The three loans were contracted between 2013 and 2015. Former Treasury Cabinet Secretary Ukur Yatani says channelling public funds through the Consolidated Fund enhances transparency, accountability and full responsibility, noting that the account has foolproof controls. “You cannot disburse [from the Consolidated Fund] without internal treasury checks and CoB [approval],” Mr Yatani said.

Failed state

He said public funds flowing outside the Consolidated Fund “may happen in a failed state without a constitutional order. If this happens, all tenets of financial management will have been flouted—from transparency, accountability, prudence and good governance.”
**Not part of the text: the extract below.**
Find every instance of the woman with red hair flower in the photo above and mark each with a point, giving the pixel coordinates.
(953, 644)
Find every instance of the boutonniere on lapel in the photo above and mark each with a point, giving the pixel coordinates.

Mr Ndung’u last week said concerns over accountability and oversight of revenues state agencies get for offering different services, which are not received at the Consolidated Fund, made the government direct that all payments for government services be made through a single paybill (222222). “As we speak, there are concerns on accountability, reporting and oversight of funds received and spent outside the CF in terms of AIA, as the funds are solely under management of individual entities. This is the reason the government directed that AIA funds be channelled through a common paybill 222222 under e-Citizen,” he said.

“However, on critical review, it would be necessary to bring the above funds under the purview of the CoB to enhance oversight during withdrawals, rather than waiting for the annual audits.”

Mr John Mutua, the programmes coordinator at the Institute of Economic Affairs, also notes that when money meant to support the government in delivery of its work through budgeted activities comes in outside the consolidated fund, it becomes difficult to know whether it has been used properly.

“If Sh1 billion is expected to be deposited at the consolidated fund but is not received, it becomes very easy to steal that money. Stealing money that has already hit the consolidated fund is very difficult, but money that evades the account would most likely end up lining other people’s pockets,” Mr Mutua says.

He notes that any diversion of public funds has long-term economic impacts where citizens miss development projects. “We end up using taxes to fund projects that were supposed to be funded with grants/loans but they were misused.”